(1.) THE petitioner was holding the post of a Ticket Collector at Delhi in July 1957 having been appointed originally by the General Manager of the Northern Railway in the year 1950. On 16-4-1954 he was removed from service by the order of the Divisional Commercial superintendent. He challenged the validity of the order of his removal by means of a suit. Shri hukam Chand Goel, Subordinate Judge, Delhi, held in his judgment dated 28-2-1957 that the petitioner had been appointed by the General Manager and he could not have been removed by an officer subordinate to him. The declaratory suit of the petitioner was consequently decreed (vide Annexure 'a' ). He was reinstated in service as a Ticket Collector on 20-7-1957 and resumed duty on that day but simultaneously he was placed under suspension. According to the petitioner, he was suspended by the Station Superintendent and in support of this the petitioner has filed a copy of an order dated 26-11-1957 in which it is to stated (Annexure 'e' ). This fact is, however, not admitted by the respondents as will be presently noticed. The petitioner claims to have filed an application before the Authority appointed under the Payment of Wages Act. It appears that on 4-11-1957 he was served with summons under S. 68 of the code of Criminal Procedure directing him to appear before the Court of Shri Hari Parkash sharma, Magistrate 1st Class, Delhi, on 12-11-1957 to answer a charge of an offence under S. 474 Indian Penal Code, in a criminal complaint "roshan Lal Khanna v. Dhanji Ram Sharma". He appeared in compliance with the summons and executed a bail bound for appearing on such dates as the Court would require him to appear. The order of suspension is challenged by the petitioner on the grounds that he had been suspended in contravention of R. 1711 of the Indian railway Establishment Code, Vol. I, and that his suspension had been ordered by an authority subordinate to the General Manager. (1a) Rule 1711 is in the following terms:
(2.) THE next question is whether the suspension of the petitioner could be ordered under sub-rule (a) of Rule 1711. The crucial words in that rule for the purposes of this case are "when he is arrested or committed to prison pending trial by a Court of law. " Now, it is an admitted fact that although the petitioner was summoned to answer a charge of a complaint under S. 474, indian Penal Code, in the summons he was only required to appear in person before the magistrate. The petitioner did appear before the Magistrate and was released on bail. This happened on 12-11-1957. In Pulin Behari Chakraburty v. The Divisional Superintendent, sealdah, East Indian Rly. , AIR 1953 Cal 45, Bose J. held that this was not tantamount to arrest as all that the Magistrate did was to grant a bail for the purposes of securing the future attendance of the petitioner in Court. A railway servant in that case also had been summoned to answer a charge under Ss. 420/120b, Indian Penal Code, and on the view that he had never been under arrest nor had he been in police custody the order of his suspension was quashed.

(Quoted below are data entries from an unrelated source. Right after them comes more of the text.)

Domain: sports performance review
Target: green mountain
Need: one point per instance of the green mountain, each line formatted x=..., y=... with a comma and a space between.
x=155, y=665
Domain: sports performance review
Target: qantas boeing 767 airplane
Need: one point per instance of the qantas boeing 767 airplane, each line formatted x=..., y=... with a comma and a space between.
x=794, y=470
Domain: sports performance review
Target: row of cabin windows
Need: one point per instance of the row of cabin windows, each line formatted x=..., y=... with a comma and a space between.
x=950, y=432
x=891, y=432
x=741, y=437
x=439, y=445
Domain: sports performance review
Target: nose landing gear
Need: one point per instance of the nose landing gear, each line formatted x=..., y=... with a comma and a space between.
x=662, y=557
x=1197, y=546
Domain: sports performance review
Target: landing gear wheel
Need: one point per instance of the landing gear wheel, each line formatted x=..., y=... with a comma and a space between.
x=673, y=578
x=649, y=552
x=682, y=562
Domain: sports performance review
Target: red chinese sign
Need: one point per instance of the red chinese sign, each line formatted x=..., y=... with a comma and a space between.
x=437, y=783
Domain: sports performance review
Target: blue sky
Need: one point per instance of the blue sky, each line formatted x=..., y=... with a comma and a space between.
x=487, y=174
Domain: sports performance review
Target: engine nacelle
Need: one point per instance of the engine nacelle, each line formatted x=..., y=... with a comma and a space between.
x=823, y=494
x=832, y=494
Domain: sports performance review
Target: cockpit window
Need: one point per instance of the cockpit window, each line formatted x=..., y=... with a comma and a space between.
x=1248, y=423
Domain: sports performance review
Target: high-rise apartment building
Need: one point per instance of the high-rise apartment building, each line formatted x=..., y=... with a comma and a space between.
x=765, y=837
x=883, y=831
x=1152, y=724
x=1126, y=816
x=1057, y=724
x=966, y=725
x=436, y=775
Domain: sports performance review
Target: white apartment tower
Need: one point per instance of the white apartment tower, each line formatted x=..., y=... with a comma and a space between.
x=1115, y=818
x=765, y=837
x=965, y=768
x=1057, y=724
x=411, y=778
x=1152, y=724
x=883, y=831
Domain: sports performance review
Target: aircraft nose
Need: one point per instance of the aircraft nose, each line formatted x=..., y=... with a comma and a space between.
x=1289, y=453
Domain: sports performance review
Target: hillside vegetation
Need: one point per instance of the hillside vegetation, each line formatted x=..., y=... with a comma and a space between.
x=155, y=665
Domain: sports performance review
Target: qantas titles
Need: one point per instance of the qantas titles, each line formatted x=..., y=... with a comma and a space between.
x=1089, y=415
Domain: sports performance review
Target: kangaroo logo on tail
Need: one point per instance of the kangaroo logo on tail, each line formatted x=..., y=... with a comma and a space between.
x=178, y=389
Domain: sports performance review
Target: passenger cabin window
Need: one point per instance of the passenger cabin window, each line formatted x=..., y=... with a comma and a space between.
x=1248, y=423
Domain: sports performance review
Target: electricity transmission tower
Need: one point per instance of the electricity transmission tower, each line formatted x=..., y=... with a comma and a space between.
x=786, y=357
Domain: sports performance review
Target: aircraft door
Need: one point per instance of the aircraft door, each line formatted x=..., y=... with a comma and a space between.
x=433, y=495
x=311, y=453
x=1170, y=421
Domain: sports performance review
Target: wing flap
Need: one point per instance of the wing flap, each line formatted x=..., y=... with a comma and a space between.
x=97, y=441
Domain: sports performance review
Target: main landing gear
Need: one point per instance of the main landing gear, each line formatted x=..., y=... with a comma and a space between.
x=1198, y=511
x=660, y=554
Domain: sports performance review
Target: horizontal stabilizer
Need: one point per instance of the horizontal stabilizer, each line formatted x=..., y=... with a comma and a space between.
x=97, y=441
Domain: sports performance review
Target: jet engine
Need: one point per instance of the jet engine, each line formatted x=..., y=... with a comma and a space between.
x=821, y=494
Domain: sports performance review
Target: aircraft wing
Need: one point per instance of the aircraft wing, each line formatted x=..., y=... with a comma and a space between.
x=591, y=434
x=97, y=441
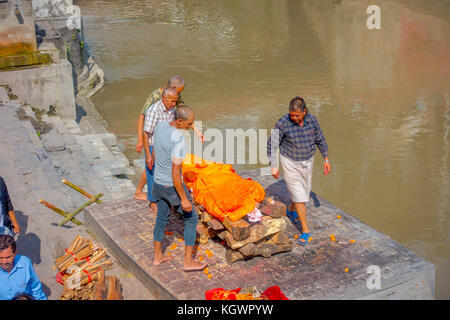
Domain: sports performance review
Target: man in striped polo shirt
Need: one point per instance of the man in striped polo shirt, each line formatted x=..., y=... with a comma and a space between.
x=297, y=134
x=161, y=110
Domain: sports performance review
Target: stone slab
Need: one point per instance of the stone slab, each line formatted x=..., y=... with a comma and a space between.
x=315, y=271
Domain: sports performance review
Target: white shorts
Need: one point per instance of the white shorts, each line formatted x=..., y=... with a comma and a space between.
x=298, y=176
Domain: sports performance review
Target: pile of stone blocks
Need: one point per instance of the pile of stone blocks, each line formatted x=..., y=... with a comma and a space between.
x=244, y=239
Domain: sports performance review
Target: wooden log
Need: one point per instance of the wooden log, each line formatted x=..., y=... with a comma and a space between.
x=240, y=229
x=100, y=289
x=266, y=227
x=59, y=211
x=114, y=289
x=73, y=214
x=233, y=255
x=76, y=188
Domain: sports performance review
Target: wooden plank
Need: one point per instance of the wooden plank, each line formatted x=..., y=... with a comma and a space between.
x=240, y=229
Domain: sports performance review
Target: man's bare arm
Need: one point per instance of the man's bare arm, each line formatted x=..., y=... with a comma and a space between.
x=178, y=184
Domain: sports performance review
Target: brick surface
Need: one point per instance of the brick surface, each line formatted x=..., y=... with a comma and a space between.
x=315, y=271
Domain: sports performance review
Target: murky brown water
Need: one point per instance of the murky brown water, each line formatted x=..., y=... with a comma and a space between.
x=382, y=96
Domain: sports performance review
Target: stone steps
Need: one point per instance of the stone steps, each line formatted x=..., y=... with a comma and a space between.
x=91, y=161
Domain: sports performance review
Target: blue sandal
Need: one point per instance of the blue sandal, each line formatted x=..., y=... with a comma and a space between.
x=305, y=236
x=293, y=216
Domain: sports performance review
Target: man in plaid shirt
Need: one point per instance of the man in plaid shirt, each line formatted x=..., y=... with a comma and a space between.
x=161, y=110
x=297, y=134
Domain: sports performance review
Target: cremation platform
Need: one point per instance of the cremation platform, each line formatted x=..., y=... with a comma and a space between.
x=323, y=269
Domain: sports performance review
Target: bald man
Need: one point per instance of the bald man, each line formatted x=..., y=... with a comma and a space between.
x=177, y=82
x=161, y=111
x=168, y=188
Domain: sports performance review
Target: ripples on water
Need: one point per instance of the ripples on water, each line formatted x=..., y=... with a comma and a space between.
x=382, y=97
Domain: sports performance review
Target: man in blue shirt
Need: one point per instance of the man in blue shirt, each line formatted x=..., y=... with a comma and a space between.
x=16, y=273
x=297, y=134
x=168, y=188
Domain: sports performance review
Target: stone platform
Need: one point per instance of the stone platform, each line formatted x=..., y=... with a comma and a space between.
x=315, y=271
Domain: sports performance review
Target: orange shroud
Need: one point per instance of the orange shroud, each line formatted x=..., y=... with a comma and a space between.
x=219, y=189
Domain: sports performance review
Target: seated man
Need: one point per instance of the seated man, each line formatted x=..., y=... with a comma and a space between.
x=8, y=222
x=168, y=188
x=17, y=275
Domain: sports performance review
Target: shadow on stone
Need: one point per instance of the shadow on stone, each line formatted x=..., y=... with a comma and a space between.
x=80, y=113
x=315, y=199
x=46, y=289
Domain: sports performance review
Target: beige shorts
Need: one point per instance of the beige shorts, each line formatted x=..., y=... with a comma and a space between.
x=298, y=176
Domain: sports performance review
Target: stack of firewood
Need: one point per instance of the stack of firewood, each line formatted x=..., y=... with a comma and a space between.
x=82, y=272
x=245, y=239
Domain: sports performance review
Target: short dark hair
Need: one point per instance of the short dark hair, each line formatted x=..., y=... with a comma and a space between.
x=168, y=89
x=6, y=241
x=176, y=80
x=298, y=103
x=23, y=296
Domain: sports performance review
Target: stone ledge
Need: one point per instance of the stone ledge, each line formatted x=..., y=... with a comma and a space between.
x=315, y=271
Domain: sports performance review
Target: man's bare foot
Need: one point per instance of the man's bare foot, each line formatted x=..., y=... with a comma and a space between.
x=153, y=207
x=140, y=196
x=194, y=266
x=158, y=260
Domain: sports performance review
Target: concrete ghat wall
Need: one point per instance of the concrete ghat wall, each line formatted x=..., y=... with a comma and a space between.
x=45, y=86
x=51, y=8
x=17, y=34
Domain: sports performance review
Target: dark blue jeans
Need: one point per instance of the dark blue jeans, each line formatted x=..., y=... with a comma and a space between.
x=166, y=197
x=150, y=177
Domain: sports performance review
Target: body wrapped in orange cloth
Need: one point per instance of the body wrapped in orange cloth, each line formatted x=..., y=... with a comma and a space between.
x=219, y=189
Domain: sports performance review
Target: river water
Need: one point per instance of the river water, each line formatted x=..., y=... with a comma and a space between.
x=382, y=96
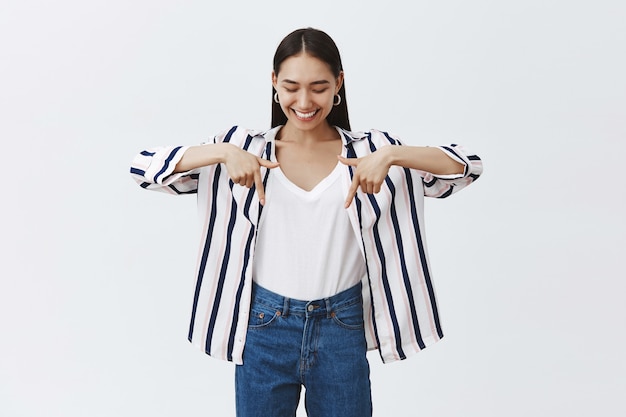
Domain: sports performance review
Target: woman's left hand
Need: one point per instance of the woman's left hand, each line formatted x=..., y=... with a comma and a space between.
x=370, y=172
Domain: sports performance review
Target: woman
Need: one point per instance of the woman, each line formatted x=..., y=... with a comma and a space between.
x=312, y=245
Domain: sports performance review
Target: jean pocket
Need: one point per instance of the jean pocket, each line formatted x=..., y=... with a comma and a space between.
x=350, y=317
x=262, y=316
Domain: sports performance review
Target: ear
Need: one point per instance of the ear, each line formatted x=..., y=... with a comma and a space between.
x=339, y=82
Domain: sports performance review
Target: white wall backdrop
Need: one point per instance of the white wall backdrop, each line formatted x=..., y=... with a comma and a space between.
x=96, y=275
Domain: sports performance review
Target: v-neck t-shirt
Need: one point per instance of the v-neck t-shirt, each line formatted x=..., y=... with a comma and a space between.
x=306, y=247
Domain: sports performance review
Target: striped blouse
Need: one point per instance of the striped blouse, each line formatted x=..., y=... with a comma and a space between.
x=400, y=306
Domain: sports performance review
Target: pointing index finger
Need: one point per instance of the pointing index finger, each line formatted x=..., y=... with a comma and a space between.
x=352, y=192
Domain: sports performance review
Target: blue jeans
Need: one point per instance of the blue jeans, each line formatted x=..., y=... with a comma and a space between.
x=316, y=344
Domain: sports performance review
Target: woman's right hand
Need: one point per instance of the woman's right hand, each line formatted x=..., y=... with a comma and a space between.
x=244, y=168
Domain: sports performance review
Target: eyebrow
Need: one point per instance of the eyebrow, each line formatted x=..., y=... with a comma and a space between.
x=313, y=83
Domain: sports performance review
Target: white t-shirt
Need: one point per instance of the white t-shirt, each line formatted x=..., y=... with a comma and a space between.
x=306, y=247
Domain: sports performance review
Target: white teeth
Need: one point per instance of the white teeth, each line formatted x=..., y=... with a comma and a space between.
x=305, y=115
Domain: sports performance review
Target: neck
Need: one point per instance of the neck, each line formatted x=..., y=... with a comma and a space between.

(3.) THE learned counsel for the respondents contends that the language employed in S. 497, criminal Procedure Code, is that when the person accused of a non-bailable offence appears before a Court, he shall be released on bail and that the use of the word "release" presupposes arrest. In other words, only that person can be released who has been under arrest or is arrested. Reliance has also been placed on a Full Bench decision of this Court in Amir Chand v. The crown, (1949) 51 Pun LR 330: (AIR 1950 EP 53) in which it was held that the very notion of bail presupposed some form of previous restraint. Therefore, bail could not be granted to a person who had not been arrested and for whose arrest no warrants had been issued. That case, however, related to anticipatory bail and can be of no material assistance in deciding the question that when a person appears in response to a summons to answer a charge of a complaint and execute a bail bond for future appearance in court he can be regarded to have been arrested at any stage prior or subsequent to the grant of the bail. At any rate, even if the contention put forward by the learned counsel for the respondents on this point be assumed to be correct, the order of suspension would still be had as it was made, long before the petitioner was bailed out by the Criminal Court.